Affaire Kohler: la question cruciale de la prescription devant la cour d’appel de Paris

Paris, 29 sept 2024 (AFP) – La défense d’Alexis Kohler abat mardi devant la cour d’appel de Paris une carte majeure: appuyée par le ministère public, elle demande la prescription d’une bonne partie des faits de prise illégale d’intérêts reprochés au secrétaire général de l’Elysée pour ses liens familiaux avec l’armateur MSC.

Depuis septembre 2022, Alexis Kohler est mis en examen pour prise illégale d’intérêts pour avoir participé comme haut fonctionnaire de 2009 à 2016 à plusieurs décisions relatives à l’armateur italo-suisse MSC dirigé par les cousins de sa mère, la famille Aponte.

D’abord, de 2009 à 2012, comme représentant de l’Agence des participations de l’Etat (APE) au sein du conseil d’administration de STX France (devenu Chantiers de l’Atlantique) mais aussi au conseil d’administration du Grand port maritime du Havre (GPMH). Huit délibérations favorables à MSC ont été établies.

Il est ensuite soupçonné d’avoir, entre 2012 et 2016, participé à des choix sur des dossiers impliquant MSC à Bercy, au cabinet de Pierre Moscovici puis d’Emmanuel Macron.

Depuis le début, la défense d’Alexis Kohler affirme d’une part qu’il s’est toujours tenu à l’écart de toute décision relative à MSC et qu’il a informé ses supérieurs de l’existence de liens familiaux « très au-delà de ses obligations déontologiques ».

D’autre part, elle assure au terme d’un calcul juridique qu’une partie des faits, antérieurs à 2014, sont prescrits.

Dans une ordonnance lue par l’AFP, les magistrats instructeurs ont tranché en avril 2023 sur l’absence de prescription des faits.

Ils ont argué notamment que M. Kohler avait accompli des « actes positifs pour dissimuler » ce conflit d’intérêt, ce qui permet de placer le début du délai de prescription au moment où ils ont été révélés par Mediapart en mai 2018, et donc de déclencher des poursuites.

Pour les juges, M. Kohler a en effet tu cette attache en n’informant que de manière « restreinte ses collaborateurs directs » et a opté pour une « non-révélation délibérée de ce lien à des interlocuteurs majeurs » institutionnels ou économiques impliqués avec lui dans des orientations relatives à MSC.

Deux anciens patrons de l’APE, Bruno Bézard (2007-2010) et Jean-Dominique Comolli (2010-2012) sont mis en cause pour leur « pacte de silence » avec M. Kohler qui résulterait d’un « embarras » quant à cette situation.

– Dissimulation –

La défense ayant contesté la position des magistrats, l’affaire arrive mardi à 14H00 devant la cour d’appel.
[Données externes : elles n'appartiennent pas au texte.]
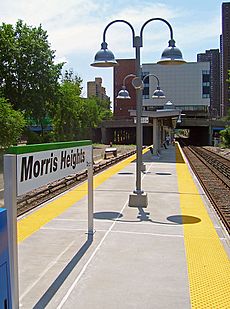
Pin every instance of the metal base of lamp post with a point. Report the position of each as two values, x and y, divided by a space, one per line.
138 200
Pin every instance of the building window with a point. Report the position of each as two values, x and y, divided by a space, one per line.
145 92
205 84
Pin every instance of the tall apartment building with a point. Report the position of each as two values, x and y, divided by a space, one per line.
225 58
187 86
213 56
95 89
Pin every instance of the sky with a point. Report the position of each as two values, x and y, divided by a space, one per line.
75 29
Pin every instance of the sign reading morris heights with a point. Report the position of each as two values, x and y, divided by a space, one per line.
40 164
29 167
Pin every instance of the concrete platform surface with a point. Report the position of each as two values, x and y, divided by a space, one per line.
137 257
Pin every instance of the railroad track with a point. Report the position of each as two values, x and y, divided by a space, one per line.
37 197
213 172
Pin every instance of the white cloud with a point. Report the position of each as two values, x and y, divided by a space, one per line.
75 27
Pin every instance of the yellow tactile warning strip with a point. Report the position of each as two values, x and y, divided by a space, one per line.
208 263
32 223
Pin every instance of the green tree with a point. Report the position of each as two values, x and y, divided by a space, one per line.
12 124
66 110
28 75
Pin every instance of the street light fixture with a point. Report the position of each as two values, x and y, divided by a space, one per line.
124 94
105 58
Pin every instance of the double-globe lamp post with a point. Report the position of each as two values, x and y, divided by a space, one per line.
105 58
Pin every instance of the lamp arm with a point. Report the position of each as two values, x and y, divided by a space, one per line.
158 82
118 21
153 19
127 76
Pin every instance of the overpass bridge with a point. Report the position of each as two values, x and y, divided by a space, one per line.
123 131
La décision est attendue dans plusieurs semaines.

Selon des éléments de ses réquisitions écrites consultés par l’AFP, le parquet général prône une position comparable à celle du Parquet national financier (PNF) et de la défense de M. Kohler, en approuvant la prescription des faits relatifs à STX et au GPMH.

Pour l’avocat général, M. Kohler « a assuré l’information large de sa situation personnelle à sa hiérarchie », à l’APE comme à Bercy. Cette « relative transparence » permet d’écarter toute dissimulation et donc de retenir la prescription.

Côté Anticor, partie civile dont la plainte avait permis la saisine des juges en 2020, on prône la confirmation des poursuites, soulignant une « continuité de fonctions » de M. Kohler entre 2008 et 2018 et une dissimulation de sa part de ses liens familiaux.

Ces recours ne sont qu' »un nouvel épisode dans les efforts colossaux qui ont été faits pour enterrer cette affaire, qu’il s’agisse de l’intervention sans précédent du président de la République, ou des ennuis faits à Anticor dont l’opiniâtreté est à l’origine de ce dossier », a réagi auprès de l’AFP le conseil de l’association, Me Jean-Baptiste Soufron, saluant « l’indépendance des juges » qui ont mis en examen M. Kohler.

Si la prescription était approuvée par la cour, le périmètre de l’enquête pourrait être fortement raboté s’agissant de M. Kohler, et les poursuites tomberaient pour MM. Bézard et Comolli. Dans le cas contraire, la défense pourrait former un pourvoi.

Le PNF, opposé depuis le début à des poursuites dans ce dossier politico-financier sensible et qui avait classé la première plainte d’Anticor, guette la position de la cour d’appel pour prendre ses réquisitions sur un renvoi ou non du dossier devant le tribunal correctionnel.

Le président de la République, Emmanuel Macron, a exprimé à plusieurs reprises sa « confiance » en son « honnête » bras droit et estimé que la « procédure n'(était) pas en train d’aboutir ».

Les avocats en défense n’ont pas souhaité commenter.